Stations offered quick, low-pressure entry points for anyone to join in. From custom printing to pop-up books, woodburning to upcycled jewelry—these 15-minute bursts made making feel accessible and fun.
The Knowledge Hub hosted deeper dives. Whether you were learning how to carve Japanese Kumiko patterns or watching a Braille printer come to life, these live builds brought craft and storytelling together.
Conversations That Mattered: Panels & Talks
This year’s panels stepped off the stage and into dialogue. With topics ranging from sustainable design to creative entrepreneurship, these sessions were grounded, timely, and interactive.
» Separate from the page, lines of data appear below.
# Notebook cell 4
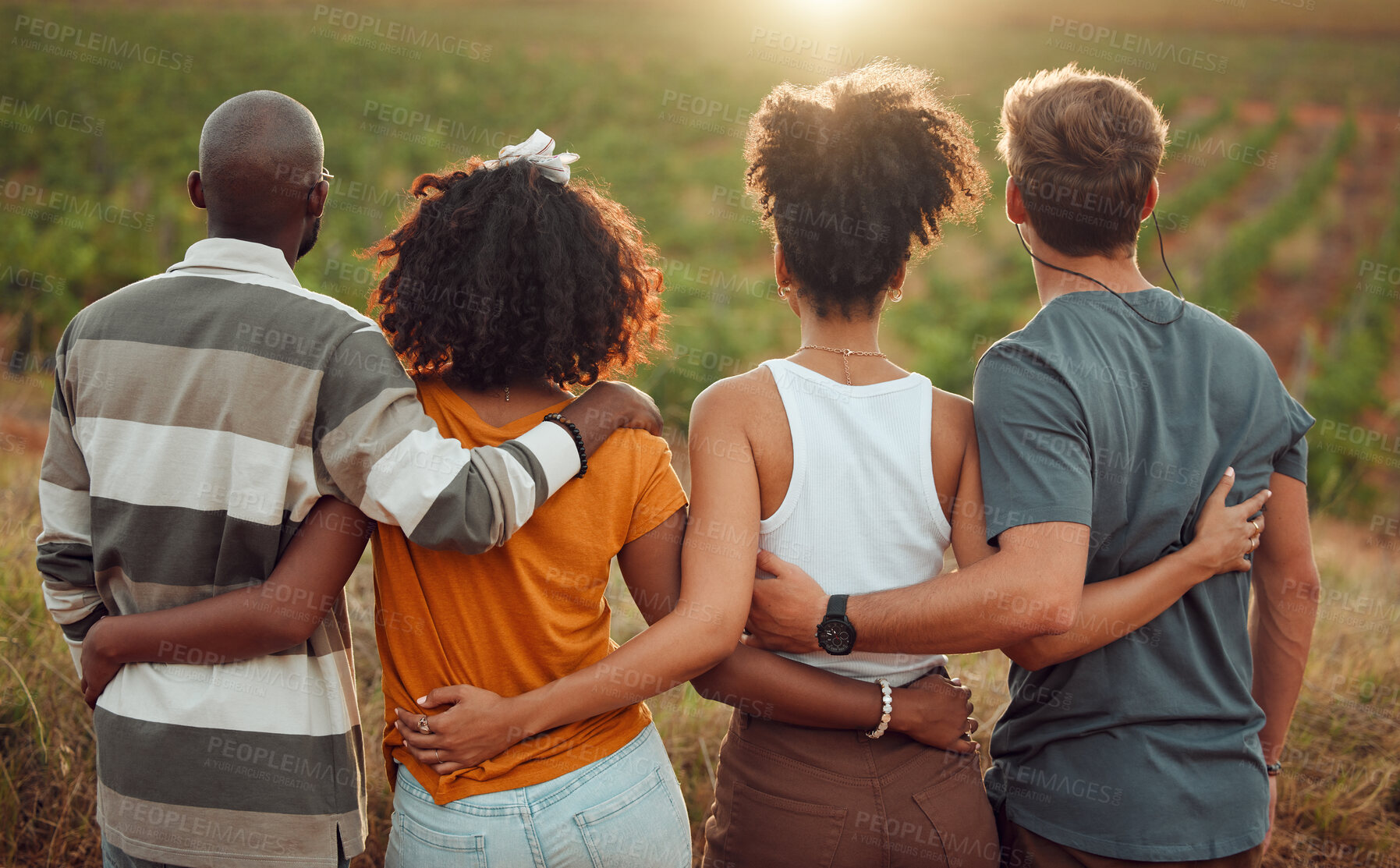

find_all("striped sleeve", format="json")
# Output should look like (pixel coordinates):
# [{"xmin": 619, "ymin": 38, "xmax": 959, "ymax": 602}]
[
  {"xmin": 312, "ymin": 326, "xmax": 578, "ymax": 553},
  {"xmin": 35, "ymin": 328, "xmax": 108, "ymax": 675}
]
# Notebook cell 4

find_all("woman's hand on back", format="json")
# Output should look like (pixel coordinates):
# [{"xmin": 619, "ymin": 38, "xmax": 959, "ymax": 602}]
[
  {"xmin": 889, "ymin": 673, "xmax": 977, "ymax": 753},
  {"xmin": 1182, "ymin": 468, "xmax": 1273, "ymax": 576},
  {"xmin": 393, "ymin": 685, "xmax": 530, "ymax": 774}
]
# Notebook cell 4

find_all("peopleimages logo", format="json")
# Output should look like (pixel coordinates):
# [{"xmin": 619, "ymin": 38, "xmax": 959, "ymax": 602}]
[{"xmin": 1050, "ymin": 16, "xmax": 1229, "ymax": 73}]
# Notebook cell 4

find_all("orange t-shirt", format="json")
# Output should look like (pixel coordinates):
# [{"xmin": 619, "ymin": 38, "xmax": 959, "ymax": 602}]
[{"xmin": 374, "ymin": 381, "xmax": 686, "ymax": 805}]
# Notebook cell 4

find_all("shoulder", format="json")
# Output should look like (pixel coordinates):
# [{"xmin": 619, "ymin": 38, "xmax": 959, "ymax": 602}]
[
  {"xmin": 690, "ymin": 366, "xmax": 780, "ymax": 427},
  {"xmin": 588, "ymin": 428, "xmax": 671, "ymax": 468}
]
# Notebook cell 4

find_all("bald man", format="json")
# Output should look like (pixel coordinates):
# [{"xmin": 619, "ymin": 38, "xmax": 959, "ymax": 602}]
[{"xmin": 37, "ymin": 91, "xmax": 661, "ymax": 868}]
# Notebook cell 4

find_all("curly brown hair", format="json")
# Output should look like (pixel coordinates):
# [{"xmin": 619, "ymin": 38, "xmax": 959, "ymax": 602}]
[
  {"xmin": 365, "ymin": 157, "xmax": 665, "ymax": 389},
  {"xmin": 743, "ymin": 60, "xmax": 990, "ymax": 319}
]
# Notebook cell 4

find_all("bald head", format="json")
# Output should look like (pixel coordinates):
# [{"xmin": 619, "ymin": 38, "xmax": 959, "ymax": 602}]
[{"xmin": 199, "ymin": 91, "xmax": 324, "ymax": 229}]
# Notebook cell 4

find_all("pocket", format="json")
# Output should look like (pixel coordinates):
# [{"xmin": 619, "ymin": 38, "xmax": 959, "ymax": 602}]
[
  {"xmin": 914, "ymin": 753, "xmax": 1001, "ymax": 868},
  {"xmin": 384, "ymin": 810, "xmax": 487, "ymax": 868},
  {"xmin": 717, "ymin": 781, "xmax": 847, "ymax": 868},
  {"xmin": 574, "ymin": 767, "xmax": 690, "ymax": 868}
]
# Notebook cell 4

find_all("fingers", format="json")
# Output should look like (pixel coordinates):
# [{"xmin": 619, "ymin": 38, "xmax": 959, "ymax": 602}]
[
  {"xmin": 1205, "ymin": 468, "xmax": 1235, "ymax": 507},
  {"xmin": 403, "ymin": 745, "xmax": 453, "ymax": 774},
  {"xmin": 1235, "ymin": 489, "xmax": 1274, "ymax": 528},
  {"xmin": 413, "ymin": 685, "xmax": 462, "ymax": 708},
  {"xmin": 393, "ymin": 708, "xmax": 441, "ymax": 748}
]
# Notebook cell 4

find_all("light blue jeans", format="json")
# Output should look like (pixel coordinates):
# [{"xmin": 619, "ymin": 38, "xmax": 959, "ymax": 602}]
[{"xmin": 384, "ymin": 724, "xmax": 690, "ymax": 868}]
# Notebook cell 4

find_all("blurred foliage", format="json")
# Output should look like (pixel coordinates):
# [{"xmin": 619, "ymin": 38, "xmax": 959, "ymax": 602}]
[{"xmin": 0, "ymin": 0, "xmax": 1400, "ymax": 509}]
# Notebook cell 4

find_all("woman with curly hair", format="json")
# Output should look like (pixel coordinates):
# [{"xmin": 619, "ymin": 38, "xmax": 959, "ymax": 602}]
[
  {"xmin": 353, "ymin": 130, "xmax": 700, "ymax": 868},
  {"xmin": 374, "ymin": 133, "xmax": 1002, "ymax": 868},
  {"xmin": 685, "ymin": 62, "xmax": 1253, "ymax": 868}
]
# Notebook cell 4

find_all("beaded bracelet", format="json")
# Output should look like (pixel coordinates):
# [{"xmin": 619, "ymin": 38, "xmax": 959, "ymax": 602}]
[
  {"xmin": 865, "ymin": 678, "xmax": 895, "ymax": 739},
  {"xmin": 544, "ymin": 413, "xmax": 588, "ymax": 479}
]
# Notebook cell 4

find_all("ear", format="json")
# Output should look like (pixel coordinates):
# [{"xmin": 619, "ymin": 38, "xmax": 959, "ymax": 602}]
[
  {"xmin": 773, "ymin": 243, "xmax": 792, "ymax": 287},
  {"xmin": 888, "ymin": 262, "xmax": 909, "ymax": 290},
  {"xmin": 1143, "ymin": 178, "xmax": 1162, "ymax": 220},
  {"xmin": 307, "ymin": 179, "xmax": 331, "ymax": 218},
  {"xmin": 185, "ymin": 169, "xmax": 204, "ymax": 210},
  {"xmin": 1007, "ymin": 176, "xmax": 1030, "ymax": 224},
  {"xmin": 773, "ymin": 243, "xmax": 803, "ymax": 317}
]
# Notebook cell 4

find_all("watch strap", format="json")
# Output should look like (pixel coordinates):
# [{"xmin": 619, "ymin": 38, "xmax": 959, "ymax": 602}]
[{"xmin": 822, "ymin": 593, "xmax": 851, "ymax": 620}]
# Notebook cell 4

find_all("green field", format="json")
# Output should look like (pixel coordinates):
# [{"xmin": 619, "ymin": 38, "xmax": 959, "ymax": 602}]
[{"xmin": 0, "ymin": 0, "xmax": 1400, "ymax": 865}]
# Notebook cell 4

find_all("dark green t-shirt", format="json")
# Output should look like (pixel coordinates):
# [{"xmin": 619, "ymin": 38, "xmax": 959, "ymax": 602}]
[{"xmin": 974, "ymin": 289, "xmax": 1313, "ymax": 861}]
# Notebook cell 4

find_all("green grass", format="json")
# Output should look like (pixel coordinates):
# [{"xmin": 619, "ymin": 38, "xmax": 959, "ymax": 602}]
[{"xmin": 0, "ymin": 0, "xmax": 1400, "ymax": 868}]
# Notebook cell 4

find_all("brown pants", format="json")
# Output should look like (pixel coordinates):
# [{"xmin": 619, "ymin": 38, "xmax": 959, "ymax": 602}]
[
  {"xmin": 997, "ymin": 810, "xmax": 1264, "ymax": 868},
  {"xmin": 701, "ymin": 713, "xmax": 1001, "ymax": 868}
]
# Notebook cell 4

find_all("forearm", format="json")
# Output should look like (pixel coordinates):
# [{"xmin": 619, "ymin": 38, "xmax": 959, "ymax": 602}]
[
  {"xmin": 690, "ymin": 644, "xmax": 884, "ymax": 729},
  {"xmin": 1002, "ymin": 550, "xmax": 1211, "ymax": 669},
  {"xmin": 516, "ymin": 610, "xmax": 739, "ymax": 738},
  {"xmin": 1250, "ymin": 562, "xmax": 1320, "ymax": 763}
]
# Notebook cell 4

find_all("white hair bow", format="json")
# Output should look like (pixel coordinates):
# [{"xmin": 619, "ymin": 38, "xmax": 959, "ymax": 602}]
[{"xmin": 483, "ymin": 130, "xmax": 578, "ymax": 183}]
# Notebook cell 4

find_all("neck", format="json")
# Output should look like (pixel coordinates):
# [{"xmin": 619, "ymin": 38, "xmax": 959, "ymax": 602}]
[
  {"xmin": 1026, "ymin": 236, "xmax": 1155, "ymax": 306},
  {"xmin": 206, "ymin": 217, "xmax": 301, "ymax": 269},
  {"xmin": 803, "ymin": 315, "xmax": 879, "ymax": 353}
]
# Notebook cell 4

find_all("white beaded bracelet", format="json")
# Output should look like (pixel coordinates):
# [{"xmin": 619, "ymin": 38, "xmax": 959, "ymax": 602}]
[{"xmin": 865, "ymin": 678, "xmax": 895, "ymax": 738}]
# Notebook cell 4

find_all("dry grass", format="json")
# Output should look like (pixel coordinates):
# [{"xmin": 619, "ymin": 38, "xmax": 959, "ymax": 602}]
[{"xmin": 0, "ymin": 379, "xmax": 1400, "ymax": 868}]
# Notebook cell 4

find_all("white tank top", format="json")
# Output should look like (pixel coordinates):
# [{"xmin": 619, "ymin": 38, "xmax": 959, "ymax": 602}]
[{"xmin": 759, "ymin": 359, "xmax": 951, "ymax": 686}]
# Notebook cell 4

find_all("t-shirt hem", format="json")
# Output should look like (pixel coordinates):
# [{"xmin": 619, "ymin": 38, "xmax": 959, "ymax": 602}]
[
  {"xmin": 1004, "ymin": 799, "xmax": 1268, "ymax": 863},
  {"xmin": 102, "ymin": 826, "xmax": 353, "ymax": 868},
  {"xmin": 987, "ymin": 504, "xmax": 1093, "ymax": 542},
  {"xmin": 385, "ymin": 703, "xmax": 652, "ymax": 805}
]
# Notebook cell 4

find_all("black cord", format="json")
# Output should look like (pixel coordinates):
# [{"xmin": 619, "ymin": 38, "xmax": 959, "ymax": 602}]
[{"xmin": 1016, "ymin": 211, "xmax": 1186, "ymax": 324}]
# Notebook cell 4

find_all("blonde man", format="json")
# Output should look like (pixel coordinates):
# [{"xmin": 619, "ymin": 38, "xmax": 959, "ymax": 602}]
[{"xmin": 750, "ymin": 65, "xmax": 1317, "ymax": 868}]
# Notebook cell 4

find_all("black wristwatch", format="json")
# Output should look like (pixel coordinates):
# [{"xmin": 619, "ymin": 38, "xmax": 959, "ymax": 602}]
[{"xmin": 816, "ymin": 593, "xmax": 856, "ymax": 657}]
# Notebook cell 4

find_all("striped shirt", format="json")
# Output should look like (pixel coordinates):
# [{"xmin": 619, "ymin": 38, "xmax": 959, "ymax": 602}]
[{"xmin": 37, "ymin": 238, "xmax": 578, "ymax": 868}]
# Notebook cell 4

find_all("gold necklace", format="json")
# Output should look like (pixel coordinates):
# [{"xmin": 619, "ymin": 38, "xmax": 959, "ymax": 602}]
[{"xmin": 796, "ymin": 343, "xmax": 888, "ymax": 385}]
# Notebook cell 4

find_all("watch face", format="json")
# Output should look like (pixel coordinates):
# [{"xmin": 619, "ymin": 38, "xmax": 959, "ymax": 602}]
[{"xmin": 816, "ymin": 618, "xmax": 856, "ymax": 654}]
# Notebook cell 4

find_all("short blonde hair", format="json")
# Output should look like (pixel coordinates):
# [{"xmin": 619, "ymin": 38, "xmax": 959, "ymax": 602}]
[{"xmin": 997, "ymin": 63, "xmax": 1166, "ymax": 257}]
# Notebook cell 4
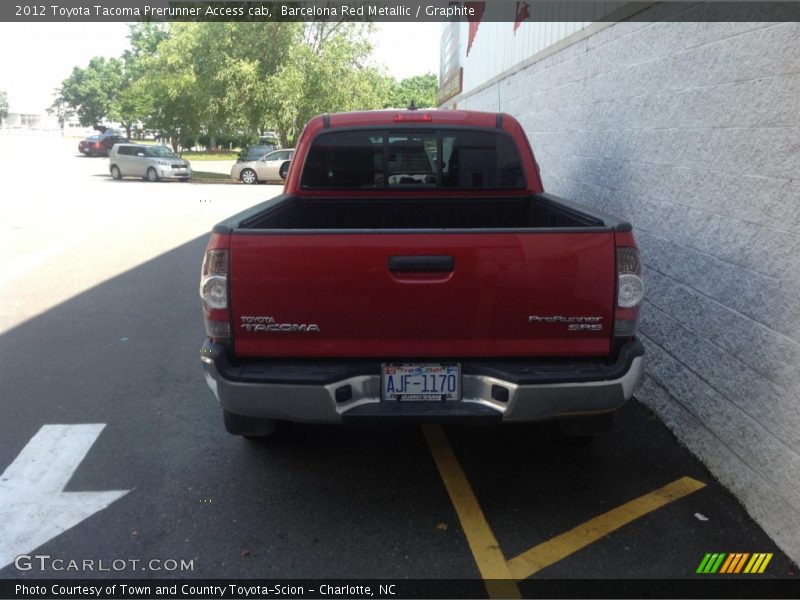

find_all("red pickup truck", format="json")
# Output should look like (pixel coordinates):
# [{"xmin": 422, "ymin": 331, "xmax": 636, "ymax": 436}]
[{"xmin": 200, "ymin": 110, "xmax": 644, "ymax": 437}]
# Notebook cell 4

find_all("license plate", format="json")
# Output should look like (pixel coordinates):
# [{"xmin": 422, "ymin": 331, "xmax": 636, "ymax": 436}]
[{"xmin": 381, "ymin": 363, "xmax": 461, "ymax": 402}]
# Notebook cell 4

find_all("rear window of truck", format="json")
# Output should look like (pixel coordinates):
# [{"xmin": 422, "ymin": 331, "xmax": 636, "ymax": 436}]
[{"xmin": 300, "ymin": 129, "xmax": 525, "ymax": 190}]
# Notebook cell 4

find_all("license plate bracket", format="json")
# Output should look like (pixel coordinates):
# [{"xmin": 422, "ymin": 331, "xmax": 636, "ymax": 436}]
[{"xmin": 381, "ymin": 362, "xmax": 461, "ymax": 402}]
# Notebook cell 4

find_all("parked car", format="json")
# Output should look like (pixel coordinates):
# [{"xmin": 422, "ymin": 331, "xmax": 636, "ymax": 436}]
[
  {"xmin": 200, "ymin": 110, "xmax": 644, "ymax": 438},
  {"xmin": 108, "ymin": 144, "xmax": 192, "ymax": 181},
  {"xmin": 78, "ymin": 129, "xmax": 129, "ymax": 156},
  {"xmin": 231, "ymin": 148, "xmax": 294, "ymax": 183},
  {"xmin": 236, "ymin": 144, "xmax": 278, "ymax": 162}
]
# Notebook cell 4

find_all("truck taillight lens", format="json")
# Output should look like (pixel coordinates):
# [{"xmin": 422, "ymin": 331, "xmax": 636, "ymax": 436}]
[
  {"xmin": 200, "ymin": 250, "xmax": 228, "ymax": 309},
  {"xmin": 614, "ymin": 248, "xmax": 644, "ymax": 337},
  {"xmin": 200, "ymin": 249, "xmax": 231, "ymax": 340}
]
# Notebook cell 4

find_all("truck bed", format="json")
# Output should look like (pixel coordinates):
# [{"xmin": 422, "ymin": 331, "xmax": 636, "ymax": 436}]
[{"xmin": 229, "ymin": 193, "xmax": 622, "ymax": 232}]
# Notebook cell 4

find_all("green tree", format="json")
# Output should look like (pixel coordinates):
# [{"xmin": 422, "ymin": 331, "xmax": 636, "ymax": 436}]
[
  {"xmin": 0, "ymin": 90, "xmax": 8, "ymax": 125},
  {"xmin": 133, "ymin": 23, "xmax": 202, "ymax": 152},
  {"xmin": 392, "ymin": 73, "xmax": 438, "ymax": 108},
  {"xmin": 59, "ymin": 56, "xmax": 123, "ymax": 129},
  {"xmin": 268, "ymin": 23, "xmax": 386, "ymax": 146},
  {"xmin": 47, "ymin": 88, "xmax": 73, "ymax": 135},
  {"xmin": 111, "ymin": 22, "xmax": 169, "ymax": 137}
]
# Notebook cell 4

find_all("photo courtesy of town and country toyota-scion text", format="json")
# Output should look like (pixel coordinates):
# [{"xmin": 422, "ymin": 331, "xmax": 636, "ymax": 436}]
[{"xmin": 0, "ymin": 0, "xmax": 800, "ymax": 600}]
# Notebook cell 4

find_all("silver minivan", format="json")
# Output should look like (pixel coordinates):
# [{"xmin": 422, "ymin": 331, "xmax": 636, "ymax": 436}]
[{"xmin": 108, "ymin": 144, "xmax": 192, "ymax": 181}]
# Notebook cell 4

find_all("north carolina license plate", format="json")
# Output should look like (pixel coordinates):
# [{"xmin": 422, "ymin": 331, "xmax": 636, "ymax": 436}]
[{"xmin": 381, "ymin": 363, "xmax": 461, "ymax": 402}]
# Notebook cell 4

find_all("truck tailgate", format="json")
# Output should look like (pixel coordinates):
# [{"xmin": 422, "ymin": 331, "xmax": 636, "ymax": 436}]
[{"xmin": 230, "ymin": 229, "xmax": 616, "ymax": 359}]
Standouts included:
- Designing for Experience: How makers shape the way we feel, not just what we use
- The Survival Toolkit: Sustainability and self-reliance in maker practices
- From Craft to Side Hustle: Stories of makers turning passion into purpose
Connecting Cultures: Global Guests, Local Legends
True to its theme, the faire welcomed a vibrant mix of international and local makers.
International guests included:
- Simone Giertz (Sweden) – Inventor, YouTuber, and DIYer
- Saad Chinoy (Singapore) – Open-source maker and accessibility advocate
- Leila Yunis (Colombia/Czech Republic) – architect and designer
- Jay Cousins (Germany/Egypt) – Maker & Circular economy specialist
- Violet Su (Taiwan) – Embedded systems developer
- Abdullah Al Salmani (UAE) – Space technology expert & mechanical engineer
Egyptian featured makers included:
- Dina Amin, Visual storyteller and stop motion artist
- Wael Muhammad, Expert woodworker, especially in the japanese style “Kumiko”
- Asem Kamal, DIYer & content creator
- Sarah Marey, children’s book illustrator
- Yahya Hossafy & Cairo’s Workshop, woodworking community builders
- Eman El Banna, jewelry designer
- Tram Alwan, upcycling artist
More Than a Faire—A Platform for What’s Next
All weekend, “Dots Connected” wasn’t just something you read—it was something you lived. A workshop on AI-powered design ran beside a calligraphy station. Kids moved from learning about 4D printing to watching traditional marquetry. A demo became the start of a new collaboration. The faire wasn’t about categories. It was about conversations, discoveries, and moments that couldn’t have been planned.
Ten years in, Maker Faire Cairo has become more than an event. It’s a living network. A space where makers of all kinds come not just to show what they’ve done, but to imagine what’s next—together. And that’s what this anniversary truly marked: not a look back, but a look forward. A reminder that when you connect enough dots, you start to see the future taking shape.